Depois da realização dos testes, o detector foi enviado aos Estados Unidos, para a agência espacial norte-americana – a Nasa –, e conduzido à Estação Espacial Internacional, no início de 2011, pelo ônibus espacial Endeavor.
“O AMS-02 é o primeiro e único detector de partículas em operação na Estação Espacial Internacional”, afirmou Vecchi.
“A maioria dos projetos realizados atualmente na Estação é focado em desenvolvimento biológico, como a avaliação de diferentes formas de vida em condições de microgravidade. Os próprios astronautas que trabalham lá são considerados experimentos vivos”, contou.
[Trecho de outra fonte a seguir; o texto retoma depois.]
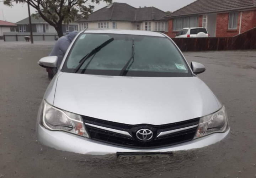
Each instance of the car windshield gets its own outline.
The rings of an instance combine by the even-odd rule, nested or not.
[[[191,35],[196,35],[198,33],[200,32],[203,32],[205,34],[207,33],[206,29],[205,28],[196,28],[196,29],[191,29],[190,30]]]
[[[192,76],[183,57],[168,38],[117,34],[81,34],[64,63],[63,72],[74,72],[81,59],[111,38],[113,38],[113,41],[102,48],[95,56],[92,55],[86,60],[78,73],[81,73],[86,68],[85,74],[119,75],[122,69],[132,56],[133,41],[134,61],[129,64],[126,76]]]

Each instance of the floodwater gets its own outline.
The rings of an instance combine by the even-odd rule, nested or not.
[[[38,143],[37,110],[50,81],[37,64],[54,42],[0,41],[0,177],[255,178],[256,51],[186,52],[226,107],[231,129],[222,141],[165,157],[91,156]]]

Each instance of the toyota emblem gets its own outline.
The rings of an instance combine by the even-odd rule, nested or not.
[[[142,141],[148,141],[153,138],[153,132],[148,129],[141,129],[136,133],[136,137]]]

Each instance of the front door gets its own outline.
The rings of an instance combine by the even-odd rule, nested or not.
[[[208,14],[207,17],[206,29],[208,33],[210,34],[210,37],[215,37],[217,24],[217,14]]]

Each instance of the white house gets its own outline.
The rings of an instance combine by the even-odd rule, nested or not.
[[[79,29],[113,29],[168,31],[167,14],[153,7],[135,8],[126,3],[114,2],[76,21]]]
[[[4,32],[16,32],[17,27],[15,23],[0,20],[0,37],[4,35]]]

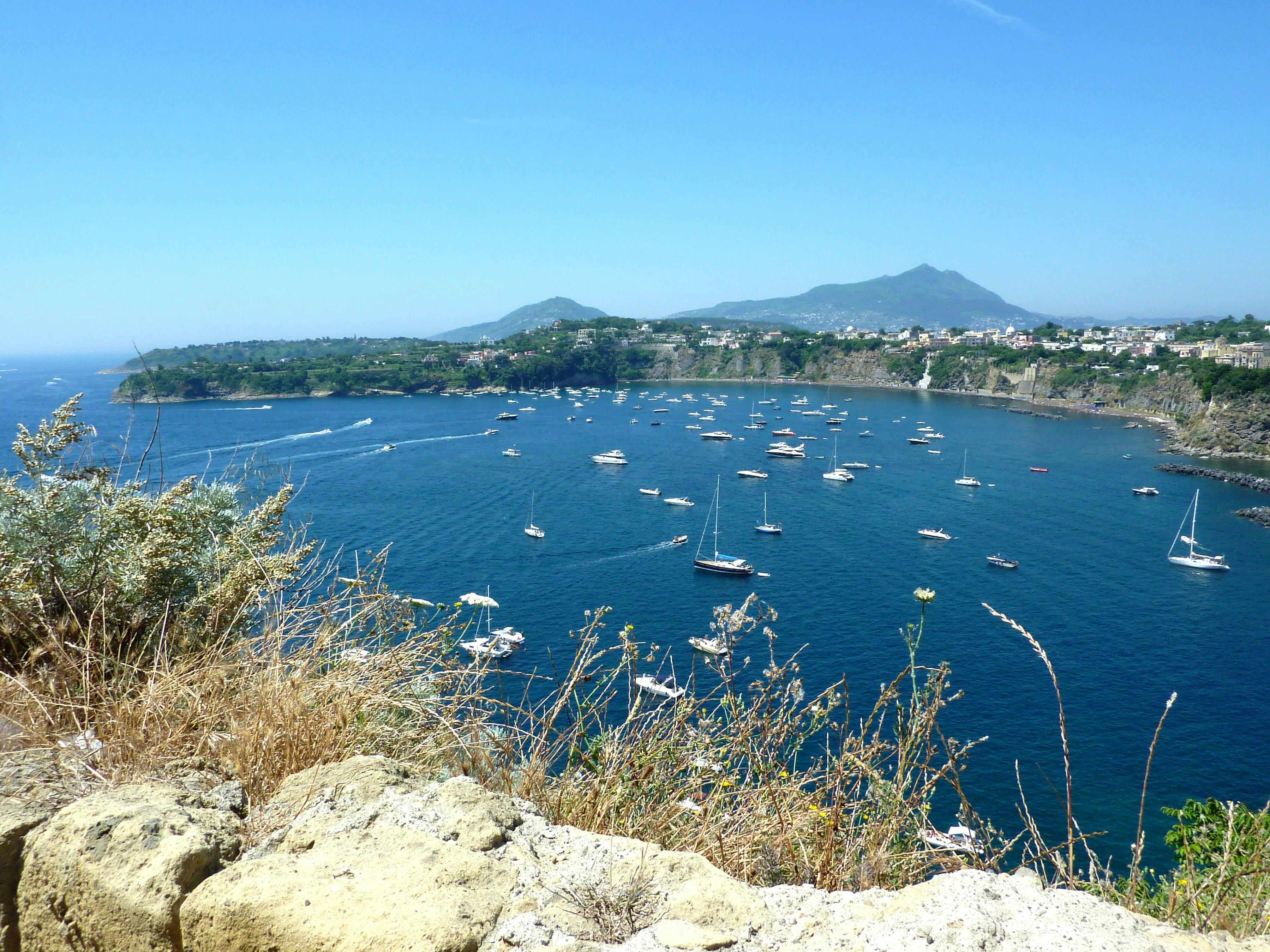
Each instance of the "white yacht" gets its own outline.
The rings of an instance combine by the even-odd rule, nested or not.
[[[533,524],[533,493],[530,493],[530,520],[525,523],[525,534],[530,538],[546,538],[547,534]]]
[[[635,684],[640,691],[648,692],[649,694],[657,694],[658,697],[671,698],[672,701],[683,697],[687,688],[681,688],[674,682],[673,674],[641,674],[635,679]]]
[[[1184,536],[1182,529],[1186,528],[1186,517],[1191,518],[1191,534]],[[1195,548],[1199,546],[1199,541],[1195,538],[1195,518],[1199,515],[1199,490],[1195,490],[1195,499],[1191,504],[1186,506],[1186,512],[1182,514],[1181,526],[1177,527],[1177,534],[1173,536],[1173,545],[1168,547],[1168,561],[1173,565],[1184,565],[1187,569],[1205,569],[1208,571],[1226,571],[1231,566],[1226,564],[1226,556],[1210,556],[1205,552],[1196,552]],[[1185,542],[1187,546],[1185,555],[1173,555],[1173,548],[1177,547],[1179,542]]]
[[[588,420],[589,423],[589,420]],[[593,463],[608,463],[610,466],[626,466],[626,453],[621,449],[610,449],[607,453],[596,453],[591,457]]]
[[[790,446],[785,440],[781,440],[780,443],[772,443],[767,447],[766,452],[768,456],[780,456],[786,459],[806,459],[806,453],[803,452],[804,446],[804,443],[799,443],[795,447]]]
[[[719,551],[719,486],[720,482],[715,480],[715,498],[710,503],[710,508],[714,509],[715,515],[715,547],[712,559],[701,557],[701,542],[705,542],[706,533],[705,529],[701,531],[701,542],[697,543],[697,555],[692,560],[692,566],[706,572],[715,572],[716,575],[753,575],[754,566],[747,562],[744,559],[738,556],[723,555]],[[709,513],[706,519],[709,519]],[[709,522],[706,523],[709,526]]]
[[[965,453],[961,456],[961,475],[952,481],[959,486],[982,486],[983,484],[979,482],[979,480],[974,479],[974,476],[965,475],[965,465],[969,458],[970,458],[970,451],[966,449]]]
[[[707,655],[728,655],[732,654],[732,649],[728,647],[728,638],[721,635],[714,638],[704,638],[693,635],[688,638],[688,644],[692,645],[697,651],[705,651]]]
Os dados são coletados a um ritmo de, aproximadamente, 700 vezes por segundo, processados por computadores a bordo da Estação Espacial Internacional e encaminhados por satélites da Nasa ao centro de controle do experimento, localizado no CERN.
“O centro de controle do experimento, que controla o AMS-02 remotamente, funciona 24 horas, durante todos os dias do ano, porque o detector capta e transfere dados para a Terra ininterruptamente”, disse Vecchi.
De acordo com a pesquisadora, a razão de enviar o detector para o espaço foi possibilitar a medição de raios cósmicos antes de as partículas interagirem com a atmosfera.
Dessa forma, é possível ter acesso à composição dos raios cósmicos e estudar a antimatéria, uma vez que o campo magnético produzido pelo detector permite distinguir cargas positivas e negativas.
“O AMS-02 pode identificar prótons, núcleos de hélio, elétrons, pósitrons, antiprótons e núcleos mais pesados nos raios cósmicos”, afirmou.
Já existem observatórios terrestres de raios cósmicos, como o Pierre Auger – o maior observatório de raios cósmicos em operação no mundo, instalado em Malargüe, na província de Mendoza, na Argentina, a 1,1 mil quilômetros de Buenos Aires (Saiba mais sobre o Observatório Pierre Auger em agencia.fapesp.br/20954).
Os detectores do Pierre Auger, contudo, detectam partículas secundárias, que foram produzidas na interação dos raios cósmicos com a atmosfera, com energias maiores do que as detectadas pelo AMS-02, de 1020 (cem bilhões de bilhões) de elétrons-volts (eV).
“Os objetivos científicos do AMS-02 e do Observatório Pierre Auger são diferentes, mas complementares”, avaliou Vecchi.
“Acreditamos que os raios cósmicos detectados pelo AMS-02 são, provavelmente, de origem galáctica. Já para estudar raios cósmicos produzidos em fontes que estão fora da nossa galáxia, com energias maiores, precisamos de detectores maiores que estão na Terra, como os do Observatório Pierre Auger”, comparou.
A pesquisadora italiana é membro da colaboração AMS-02 desde 2011, quando realizava um pós-doutorado no CERN, na Suíça.